Instance-Wise Denoising Autoencoder for High Dimensional Data

School of Computer, Xi’an University of Posts & Telecommunications, Shaanxi 710121, China

Received 9 April 2016; Revised 31 August 2016; Accepted 15 September 2016

Academic Editor: Erik Cuevas

Copyright © 2016 Lin Chen and Wan-Yu Deng. This is an open access article distributed under the Creative Commons Attribution License, which permits unrestricted use, distribution, and reproduction in any medium, provided the original work is properly cited.
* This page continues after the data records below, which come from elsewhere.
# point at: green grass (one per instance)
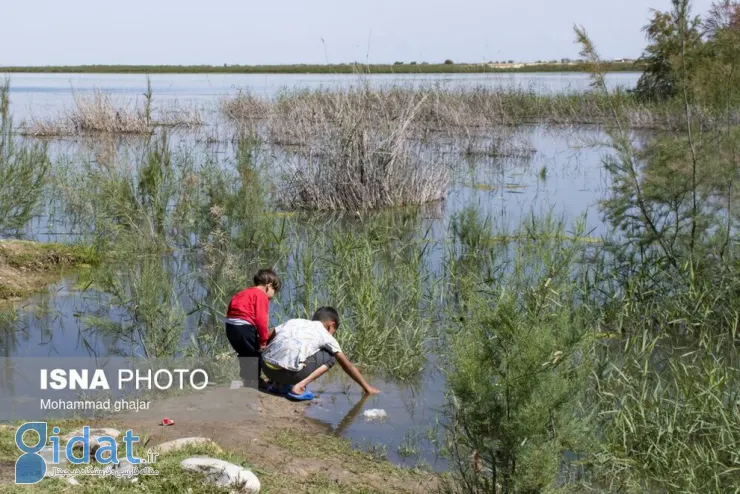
(406, 68)
(48, 255)
(172, 478)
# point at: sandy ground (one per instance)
(258, 427)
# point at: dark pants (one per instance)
(245, 342)
(284, 376)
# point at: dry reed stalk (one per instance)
(360, 158)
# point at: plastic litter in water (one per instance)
(375, 414)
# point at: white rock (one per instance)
(125, 470)
(47, 453)
(223, 473)
(179, 444)
(375, 414)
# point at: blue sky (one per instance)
(41, 32)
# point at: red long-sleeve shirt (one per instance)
(251, 305)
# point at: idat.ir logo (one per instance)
(31, 438)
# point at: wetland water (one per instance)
(554, 171)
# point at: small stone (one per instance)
(223, 473)
(302, 473)
(95, 435)
(179, 444)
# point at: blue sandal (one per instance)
(306, 396)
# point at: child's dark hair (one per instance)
(266, 277)
(326, 314)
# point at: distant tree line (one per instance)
(683, 49)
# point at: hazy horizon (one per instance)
(169, 32)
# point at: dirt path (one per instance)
(293, 453)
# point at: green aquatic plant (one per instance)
(518, 361)
(24, 169)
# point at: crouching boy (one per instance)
(301, 351)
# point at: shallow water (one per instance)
(562, 176)
(38, 95)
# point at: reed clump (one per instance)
(449, 111)
(24, 169)
(359, 158)
(99, 112)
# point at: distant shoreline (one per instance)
(406, 68)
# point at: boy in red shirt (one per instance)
(246, 323)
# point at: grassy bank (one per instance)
(405, 68)
(287, 453)
(27, 267)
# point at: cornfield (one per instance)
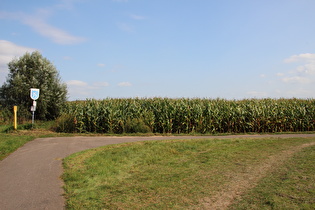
(165, 115)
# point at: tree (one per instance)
(34, 71)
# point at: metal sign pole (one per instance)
(34, 95)
(33, 118)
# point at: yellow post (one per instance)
(15, 117)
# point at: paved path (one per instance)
(30, 177)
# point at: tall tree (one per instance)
(34, 71)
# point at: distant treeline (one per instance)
(166, 115)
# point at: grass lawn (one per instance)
(187, 174)
(291, 186)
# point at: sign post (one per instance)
(34, 95)
(15, 117)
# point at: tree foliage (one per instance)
(32, 70)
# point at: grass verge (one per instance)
(291, 186)
(176, 174)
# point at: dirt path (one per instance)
(29, 177)
(244, 181)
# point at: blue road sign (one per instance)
(34, 93)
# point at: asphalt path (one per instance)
(30, 177)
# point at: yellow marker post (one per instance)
(15, 117)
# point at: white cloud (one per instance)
(101, 65)
(39, 24)
(56, 35)
(296, 79)
(125, 27)
(124, 84)
(137, 17)
(302, 73)
(9, 51)
(77, 83)
(101, 84)
(306, 57)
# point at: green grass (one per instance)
(292, 186)
(177, 174)
(9, 143)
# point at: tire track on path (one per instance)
(30, 177)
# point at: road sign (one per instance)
(34, 93)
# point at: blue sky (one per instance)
(168, 48)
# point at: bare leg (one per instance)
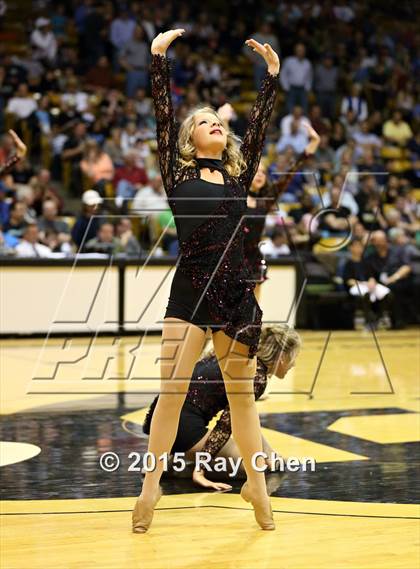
(257, 292)
(238, 374)
(182, 344)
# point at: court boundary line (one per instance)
(213, 506)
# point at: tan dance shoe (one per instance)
(263, 513)
(143, 513)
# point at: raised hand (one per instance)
(226, 112)
(267, 53)
(201, 480)
(163, 40)
(20, 146)
(314, 139)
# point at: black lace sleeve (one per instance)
(10, 162)
(220, 435)
(272, 192)
(166, 127)
(253, 141)
(221, 432)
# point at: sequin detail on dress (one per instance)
(213, 255)
(207, 393)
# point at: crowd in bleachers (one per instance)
(76, 87)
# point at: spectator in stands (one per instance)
(339, 220)
(372, 301)
(99, 77)
(44, 190)
(135, 59)
(398, 236)
(378, 85)
(30, 246)
(277, 245)
(365, 140)
(44, 42)
(49, 222)
(355, 103)
(324, 157)
(124, 232)
(127, 180)
(7, 243)
(113, 147)
(295, 116)
(55, 244)
(325, 84)
(390, 266)
(87, 223)
(296, 78)
(397, 131)
(97, 165)
(121, 32)
(408, 218)
(93, 30)
(338, 135)
(106, 242)
(165, 223)
(73, 150)
(296, 140)
(17, 221)
(74, 96)
(371, 214)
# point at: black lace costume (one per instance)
(8, 165)
(211, 281)
(256, 217)
(205, 398)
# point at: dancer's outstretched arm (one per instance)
(271, 193)
(222, 431)
(253, 141)
(166, 128)
(20, 153)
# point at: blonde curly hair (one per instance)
(232, 156)
(275, 341)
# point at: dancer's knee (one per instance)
(171, 400)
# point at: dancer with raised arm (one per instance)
(207, 174)
(13, 158)
(262, 197)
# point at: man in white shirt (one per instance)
(44, 41)
(295, 116)
(296, 78)
(277, 245)
(29, 246)
(23, 104)
(296, 139)
(263, 35)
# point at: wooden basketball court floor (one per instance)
(351, 403)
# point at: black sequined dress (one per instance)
(210, 269)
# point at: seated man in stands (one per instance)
(371, 299)
(390, 266)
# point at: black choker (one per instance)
(210, 163)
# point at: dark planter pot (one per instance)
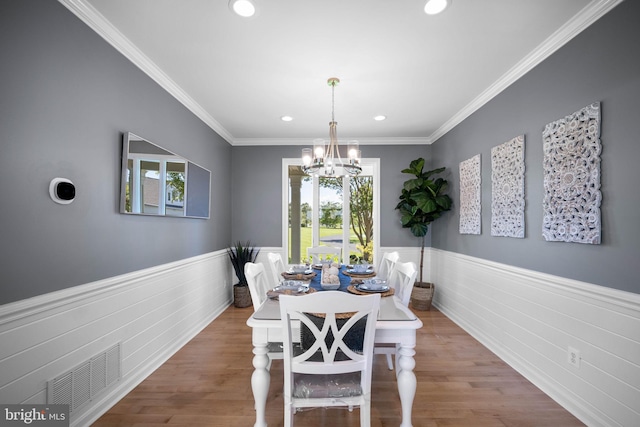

Denoising Autoencoder (DAE) is one of the most popular fashions that has reported significant success in recent neural network research. To be specific, DAE randomly corrupts some features of the data to zero as to utilize the cooccurrence information while avoiding overfitting. However, existing DAE approaches do not fare well on sparse and high dimensional data. In this paper, we present a Denoising Autoencoder labeled here as Instance-Wise Denoising Autoencoder (IDA), which is designed to work with high dimensional and sparse data by utilizing the instance-wise cooccurrence relation instead of the feature-wise one. IDA works ahead based on the following corruption rule: if an instance vector of nonzero feature is selected, it is forced to become a zero vector. To avoid serious information loss in the event that too many instances are discarded, an ensemble of multiple independent autoencoders built on different corrupted versions of the data is considered. Extensive experimental results on high dimensional and sparse text data show the superiority of IDA in efficiency and effectiveness. IDA is also experimented on the heterogenous transfer learning setting and cross-modal retrieval to study its generality on heterogeneous feature representation.